(super!) linear slowdown of parallel builds on 40 core machine
I'm seeing slowdowns in parallel builds of a (simple!!) 6 module project when I
build it on a 40 core server that I'm using for work. For any given ghc invocation
with -jn, once n>10, I start to see a super-linear slow down as a function of n,
here are some basic numbers,
| compile time | |
|---|---|
| -j1 | 0m2.693s |
| -j4 | 0m2.507s |
| -j10 | 0m2.763s |
| -j25 | 0m12.634s |
| -j30 | 0m39.154s |
| -j40 | 0m57.511s |
| -j60 | 2m21.821s |
These timings are another 2-4x worse if ghc is invoked indirectly via cabal-install / Setup.hs
According to the linux utility latencytop, 100% of ghc's cpu time was spent on user-space lock contention when I did the -j40 invocation.

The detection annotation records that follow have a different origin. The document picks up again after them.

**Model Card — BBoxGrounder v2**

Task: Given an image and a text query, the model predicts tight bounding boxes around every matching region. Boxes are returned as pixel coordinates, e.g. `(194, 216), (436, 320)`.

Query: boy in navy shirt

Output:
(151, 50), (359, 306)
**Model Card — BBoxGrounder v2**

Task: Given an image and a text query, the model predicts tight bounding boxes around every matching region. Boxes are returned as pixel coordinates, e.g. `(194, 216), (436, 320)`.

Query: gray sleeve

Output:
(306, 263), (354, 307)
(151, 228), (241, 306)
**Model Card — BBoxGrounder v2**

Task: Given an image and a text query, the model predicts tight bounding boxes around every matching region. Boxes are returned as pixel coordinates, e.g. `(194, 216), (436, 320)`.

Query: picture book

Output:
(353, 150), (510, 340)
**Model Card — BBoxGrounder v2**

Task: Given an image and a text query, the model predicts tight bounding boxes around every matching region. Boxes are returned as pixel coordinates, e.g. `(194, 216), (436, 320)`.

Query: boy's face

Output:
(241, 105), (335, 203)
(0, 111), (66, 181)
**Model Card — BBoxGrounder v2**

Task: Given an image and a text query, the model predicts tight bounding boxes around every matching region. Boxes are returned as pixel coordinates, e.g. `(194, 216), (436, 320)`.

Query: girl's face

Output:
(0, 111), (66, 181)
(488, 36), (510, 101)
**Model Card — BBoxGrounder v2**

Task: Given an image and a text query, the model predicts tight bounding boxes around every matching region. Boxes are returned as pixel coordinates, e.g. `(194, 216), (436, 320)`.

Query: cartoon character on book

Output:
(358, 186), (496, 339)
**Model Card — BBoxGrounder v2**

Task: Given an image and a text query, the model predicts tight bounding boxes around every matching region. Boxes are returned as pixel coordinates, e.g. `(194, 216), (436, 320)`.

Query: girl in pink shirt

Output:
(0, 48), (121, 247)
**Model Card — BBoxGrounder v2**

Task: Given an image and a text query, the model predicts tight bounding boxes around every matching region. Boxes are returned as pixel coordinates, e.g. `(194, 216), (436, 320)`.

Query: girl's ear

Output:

The timing in the -j40 case stayed the same even when ghc was also passed -O0 (and -fforce-recomp to ensure it did the same )
A bit of experimentation makes me believe that *any* cabalized project on a 40 core machine will exhibit this performance issue.
cabal clean
cabal configure --ghc-options="-j"
cabal build -j1
should be enough to trigger the lock contention.
That said, I'll try to cook up a minimal repro that i can share the source for post haste.